1st Delivery - matifaro/pandas GitHub Wiki
Pandas
Description
Pandas is a Python package providing fast, powerful, and easy-to-use data structures and data analysis tools designed to make it easy and intuitive to work with "relational" or "labeled" data. It is expected to become the fundamental high-level building block for doing practical, real-world data analysis in Python. It also has the ambitious goal of becoming the most powerful and flexible open source data analysis/manipulation tool available in any language. It is well on its way in this direction already.
What is Pandas?
Pandas is a free Python library focused on data manipulation and analysis. It provides high-performance, flexible, and expressive data structures such as DataFrame, making it easy to manage structured data like spreadsheets or SQL tables. NumPy-based, it efficiently handles large data sets, as well as merging, reshaping and grouping data. Its versatility is unparalleled, making it a staple for data analysis in Python.
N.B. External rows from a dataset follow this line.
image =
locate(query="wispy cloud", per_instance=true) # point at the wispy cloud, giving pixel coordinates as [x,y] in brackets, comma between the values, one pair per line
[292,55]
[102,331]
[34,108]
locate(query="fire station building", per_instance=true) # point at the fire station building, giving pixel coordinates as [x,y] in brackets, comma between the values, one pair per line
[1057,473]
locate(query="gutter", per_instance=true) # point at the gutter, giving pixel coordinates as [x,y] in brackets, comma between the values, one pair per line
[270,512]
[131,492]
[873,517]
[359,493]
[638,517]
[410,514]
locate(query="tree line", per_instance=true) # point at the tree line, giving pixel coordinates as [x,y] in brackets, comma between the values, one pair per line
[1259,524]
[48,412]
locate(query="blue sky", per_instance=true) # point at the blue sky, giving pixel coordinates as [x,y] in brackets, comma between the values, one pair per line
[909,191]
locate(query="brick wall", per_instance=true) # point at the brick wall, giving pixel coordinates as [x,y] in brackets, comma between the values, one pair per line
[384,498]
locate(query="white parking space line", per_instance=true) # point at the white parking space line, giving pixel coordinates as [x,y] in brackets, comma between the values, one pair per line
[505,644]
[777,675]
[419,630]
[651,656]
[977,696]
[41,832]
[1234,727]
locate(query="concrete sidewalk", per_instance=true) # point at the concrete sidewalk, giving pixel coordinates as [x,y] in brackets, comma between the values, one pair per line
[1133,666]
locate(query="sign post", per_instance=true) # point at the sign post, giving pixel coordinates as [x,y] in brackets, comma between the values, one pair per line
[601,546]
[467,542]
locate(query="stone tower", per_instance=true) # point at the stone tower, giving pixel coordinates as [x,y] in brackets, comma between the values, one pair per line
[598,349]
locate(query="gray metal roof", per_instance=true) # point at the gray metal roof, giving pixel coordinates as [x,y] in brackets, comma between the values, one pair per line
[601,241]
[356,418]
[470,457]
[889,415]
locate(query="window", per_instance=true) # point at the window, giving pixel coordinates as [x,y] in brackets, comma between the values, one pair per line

How alive is this project?
The project started in 2008, and is still growing. It currently has 44.465 stars on GitHub and it has over 10.000 contributors, 22 of them actively commmitting in the last 6 months. In the last month 42 authors have pushed 55 commits to main and 58 commits to all branches (excluding merges). To date the project has over 23.000 closed issues and over 26.000 merged pull requests.
How important is this?
Pandas is an essential tool in the Python universe for data manipulation and analysis. It simplifies complex data operations, making it a go-to choice for analysts and data scientists. With Pandas, you can analyse large datasets and draw conclusions based on statistical models. Its ability to handle various data types, including CSV, Excel, SQL and JSON, is a clear indication of its importance in simplifying data workflow. Its robust functionality and ease of use make it a must-have tool for efficient and effective data analysis.
What is it good for?
Pandas is an essential Python component for data manipulation and analysis. It provides powerful tools for preprocessing, transforming, and visualising data. Its usefulness is clear across industries: financial analysts use it to predict stock trends, healthcare professionals interpret patient records with it, and marketers measure campaign impact. Its simplicity and broad functionality make it the de facto library for extracting insights and driving decisions.
What are the technologies involved?
Pandas is based on Python (mainly), Cython, HTML and C. The project integrates NumPy.